La fotografía animada mostraba a mi padre en una camilla, junto a Santiago de Chile.

–Tu papá ya está en nuestra casa.

No sabía qué decirle. Si no fuera tan rara, me habría puesto a llorar. Santiago de Chile había cumplido con una parte del trato, eso significaba que ahora realmente había manera de ponerle un punto final a esta historia. Abrí un pequeño congelador emplazado en una esquina de la cabina de pasajeros de la nave y saqué una botella de Coca- Cola Light.

–¿Quieres una? –le ofrecí a mi compañera.

–No bebo eso…

El megalodón de Tenoch Hecat nadaba en un inmenso acuario transparente construido en mitad de las instalaciones del campus industrial y tecnológico del magnate mexicano; un amplio espacio cúbico de cincuenta metros de ancho por cincuenta de alto e iguales dimensiones de largo.
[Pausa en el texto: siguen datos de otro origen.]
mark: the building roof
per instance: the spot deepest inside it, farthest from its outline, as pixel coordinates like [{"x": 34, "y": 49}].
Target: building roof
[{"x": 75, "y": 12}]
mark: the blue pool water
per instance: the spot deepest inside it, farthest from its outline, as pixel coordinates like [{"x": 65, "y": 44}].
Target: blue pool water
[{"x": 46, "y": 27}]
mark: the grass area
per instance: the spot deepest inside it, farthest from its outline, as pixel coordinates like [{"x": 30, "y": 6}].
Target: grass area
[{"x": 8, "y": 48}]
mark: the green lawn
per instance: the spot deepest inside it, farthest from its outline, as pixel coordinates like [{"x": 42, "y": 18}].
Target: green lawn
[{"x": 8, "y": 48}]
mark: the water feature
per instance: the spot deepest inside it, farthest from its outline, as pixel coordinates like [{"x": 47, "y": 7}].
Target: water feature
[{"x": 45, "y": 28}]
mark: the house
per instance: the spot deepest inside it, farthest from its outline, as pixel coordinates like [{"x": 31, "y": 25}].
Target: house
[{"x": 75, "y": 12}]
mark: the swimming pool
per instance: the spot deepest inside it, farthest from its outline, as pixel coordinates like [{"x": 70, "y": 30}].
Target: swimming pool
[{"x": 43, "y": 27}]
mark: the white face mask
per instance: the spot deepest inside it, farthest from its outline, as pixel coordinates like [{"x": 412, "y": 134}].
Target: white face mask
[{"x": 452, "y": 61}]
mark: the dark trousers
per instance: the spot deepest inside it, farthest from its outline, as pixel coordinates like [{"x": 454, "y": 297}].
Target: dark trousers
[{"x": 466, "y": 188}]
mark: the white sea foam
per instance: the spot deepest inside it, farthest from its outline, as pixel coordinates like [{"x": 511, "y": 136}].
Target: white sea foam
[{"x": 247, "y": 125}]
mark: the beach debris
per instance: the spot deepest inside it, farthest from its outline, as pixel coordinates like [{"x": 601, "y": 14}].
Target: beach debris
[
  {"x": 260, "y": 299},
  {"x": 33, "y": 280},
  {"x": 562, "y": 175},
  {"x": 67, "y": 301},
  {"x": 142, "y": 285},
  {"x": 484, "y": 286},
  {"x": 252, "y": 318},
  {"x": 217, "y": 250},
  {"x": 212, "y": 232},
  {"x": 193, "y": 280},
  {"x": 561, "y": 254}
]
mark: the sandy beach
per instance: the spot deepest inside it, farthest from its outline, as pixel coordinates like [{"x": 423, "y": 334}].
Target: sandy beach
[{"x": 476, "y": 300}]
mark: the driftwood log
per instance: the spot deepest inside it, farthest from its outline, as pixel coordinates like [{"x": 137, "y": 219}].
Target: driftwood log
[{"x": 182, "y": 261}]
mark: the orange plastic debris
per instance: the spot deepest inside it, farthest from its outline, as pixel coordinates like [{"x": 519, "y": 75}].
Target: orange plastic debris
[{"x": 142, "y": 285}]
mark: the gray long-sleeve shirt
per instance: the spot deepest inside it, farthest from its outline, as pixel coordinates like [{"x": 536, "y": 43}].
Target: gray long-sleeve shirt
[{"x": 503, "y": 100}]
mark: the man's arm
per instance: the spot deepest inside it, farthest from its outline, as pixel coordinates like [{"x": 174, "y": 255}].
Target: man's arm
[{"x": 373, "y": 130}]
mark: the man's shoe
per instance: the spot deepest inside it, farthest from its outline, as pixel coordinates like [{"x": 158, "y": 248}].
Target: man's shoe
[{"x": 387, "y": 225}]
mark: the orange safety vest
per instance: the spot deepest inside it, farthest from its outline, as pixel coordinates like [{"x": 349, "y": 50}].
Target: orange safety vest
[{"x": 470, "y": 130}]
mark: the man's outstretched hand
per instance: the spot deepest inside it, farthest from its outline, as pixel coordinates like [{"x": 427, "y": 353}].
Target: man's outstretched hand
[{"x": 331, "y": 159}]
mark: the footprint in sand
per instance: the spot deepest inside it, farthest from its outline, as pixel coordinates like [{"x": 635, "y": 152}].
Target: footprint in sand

Allí podía moverse a su antojo, demostrando a los visitantes el poder del dueño del lugar donde nos encontrábamos, una lujosa ciudad empresarial diseñada alrededor de cuatro pirámides blancas que imitaban las de Teotihuacán. Su conjunto de empresas no sólo llevaba por nombre la identidad del mayor depredador del planeta, tenía uno vivo para demostrar que lo suyo era en serio. Si papá hubiese estado conmigo, de seguro habría comentado algo acerca de algún villano de película de James Bond, ese espía británico de aquella serie de películas cancelada hace poco menos de una década, poco después de la desaparición de Santiago de Chile. Nunca me gustó mucho, pero papá es fanático.  Por encima del acuario cúbico corrían dos líneas de grúas de carril, las cuales eran usadas para alimentar a la desproporcionada mascota del dueño de casa.
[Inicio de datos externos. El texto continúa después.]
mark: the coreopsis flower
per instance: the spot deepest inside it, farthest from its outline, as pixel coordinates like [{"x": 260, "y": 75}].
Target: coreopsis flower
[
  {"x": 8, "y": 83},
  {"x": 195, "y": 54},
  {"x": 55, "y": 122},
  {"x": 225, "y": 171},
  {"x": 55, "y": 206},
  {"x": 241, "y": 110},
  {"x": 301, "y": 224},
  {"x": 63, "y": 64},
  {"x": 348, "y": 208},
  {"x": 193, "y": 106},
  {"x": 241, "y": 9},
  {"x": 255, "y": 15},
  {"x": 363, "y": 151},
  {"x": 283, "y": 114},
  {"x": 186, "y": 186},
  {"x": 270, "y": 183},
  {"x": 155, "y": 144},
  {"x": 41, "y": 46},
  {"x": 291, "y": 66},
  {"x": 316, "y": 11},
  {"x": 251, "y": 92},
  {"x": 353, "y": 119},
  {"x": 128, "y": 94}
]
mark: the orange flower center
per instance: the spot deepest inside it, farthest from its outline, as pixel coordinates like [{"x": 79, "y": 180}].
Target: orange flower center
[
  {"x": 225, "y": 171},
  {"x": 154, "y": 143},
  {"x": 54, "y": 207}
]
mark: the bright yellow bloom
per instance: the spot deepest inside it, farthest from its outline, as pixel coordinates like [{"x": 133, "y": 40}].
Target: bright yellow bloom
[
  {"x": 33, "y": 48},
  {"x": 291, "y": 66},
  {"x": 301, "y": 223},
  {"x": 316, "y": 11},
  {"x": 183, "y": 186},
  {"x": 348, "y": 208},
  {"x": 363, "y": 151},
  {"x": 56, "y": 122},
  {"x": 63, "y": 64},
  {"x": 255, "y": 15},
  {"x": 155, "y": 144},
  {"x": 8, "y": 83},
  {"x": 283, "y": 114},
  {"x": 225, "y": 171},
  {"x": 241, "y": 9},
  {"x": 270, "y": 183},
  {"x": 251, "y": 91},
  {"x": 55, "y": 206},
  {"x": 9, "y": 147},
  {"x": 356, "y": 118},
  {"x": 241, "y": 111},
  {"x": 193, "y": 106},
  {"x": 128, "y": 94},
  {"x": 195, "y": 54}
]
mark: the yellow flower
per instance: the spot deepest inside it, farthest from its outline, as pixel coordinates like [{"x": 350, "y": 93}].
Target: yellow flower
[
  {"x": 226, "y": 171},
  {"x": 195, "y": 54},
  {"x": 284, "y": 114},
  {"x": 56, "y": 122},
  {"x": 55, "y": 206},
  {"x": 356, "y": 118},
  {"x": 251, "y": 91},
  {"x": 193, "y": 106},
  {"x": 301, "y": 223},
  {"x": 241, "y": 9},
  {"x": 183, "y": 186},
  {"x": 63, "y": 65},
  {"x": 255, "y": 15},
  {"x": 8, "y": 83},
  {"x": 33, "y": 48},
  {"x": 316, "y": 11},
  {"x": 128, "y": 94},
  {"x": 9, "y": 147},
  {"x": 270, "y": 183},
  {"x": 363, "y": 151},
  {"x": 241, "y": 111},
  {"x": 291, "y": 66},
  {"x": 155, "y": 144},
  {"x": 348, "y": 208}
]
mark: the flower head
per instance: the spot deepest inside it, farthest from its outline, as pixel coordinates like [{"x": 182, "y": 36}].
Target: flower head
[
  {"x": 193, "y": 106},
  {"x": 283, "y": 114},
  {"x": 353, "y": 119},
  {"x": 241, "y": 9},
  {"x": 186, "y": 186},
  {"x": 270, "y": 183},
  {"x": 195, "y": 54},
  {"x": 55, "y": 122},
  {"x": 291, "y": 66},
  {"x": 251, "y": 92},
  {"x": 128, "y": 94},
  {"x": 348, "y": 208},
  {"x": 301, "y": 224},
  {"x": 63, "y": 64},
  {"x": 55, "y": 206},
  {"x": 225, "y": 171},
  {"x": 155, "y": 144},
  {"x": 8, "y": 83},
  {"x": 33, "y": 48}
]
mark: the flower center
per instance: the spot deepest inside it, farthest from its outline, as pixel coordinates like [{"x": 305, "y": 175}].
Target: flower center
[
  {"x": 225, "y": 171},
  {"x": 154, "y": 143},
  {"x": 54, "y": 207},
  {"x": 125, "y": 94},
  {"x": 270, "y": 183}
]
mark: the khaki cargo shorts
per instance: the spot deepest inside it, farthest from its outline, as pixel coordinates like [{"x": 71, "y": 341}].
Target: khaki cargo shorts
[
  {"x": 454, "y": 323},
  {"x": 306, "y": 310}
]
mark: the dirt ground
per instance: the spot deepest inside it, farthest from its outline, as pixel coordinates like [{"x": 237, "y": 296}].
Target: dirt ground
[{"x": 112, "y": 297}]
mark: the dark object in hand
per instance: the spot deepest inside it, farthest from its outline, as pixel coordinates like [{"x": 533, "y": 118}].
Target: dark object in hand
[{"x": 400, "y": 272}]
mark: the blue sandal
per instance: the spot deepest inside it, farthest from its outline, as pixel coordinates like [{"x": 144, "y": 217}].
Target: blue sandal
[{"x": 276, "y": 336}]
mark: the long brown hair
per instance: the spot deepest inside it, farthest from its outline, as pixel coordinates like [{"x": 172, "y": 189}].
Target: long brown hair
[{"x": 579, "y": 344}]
–Le damos de comer tres veces al día, su dieta es básicamente carne de res y de foca, que colgamos desde la parte de arriba, para mantenerlo ocupado –explicó una voz femenina que vino a nuestra espalda, mientras con Lanalhue no podíamos dejar de admirar el monstruo perfecto que nadaba frente a nosotros, separado del pasillo por una gruesa lámina de acero translúcido. El resto de los presentes apenas ponían atención, estaban acostumbrados al leviatán.

–Cristina de la Barrera –se presentó la mujer que nos había hablado. Delgada, con lentes ópticos redondos y pequeños, lucía la cabeza completamente calva, salvo por un mechón rojo en forma de rayo que le subía desde la frente a la nuca–. Pero pueden llamarme Tina.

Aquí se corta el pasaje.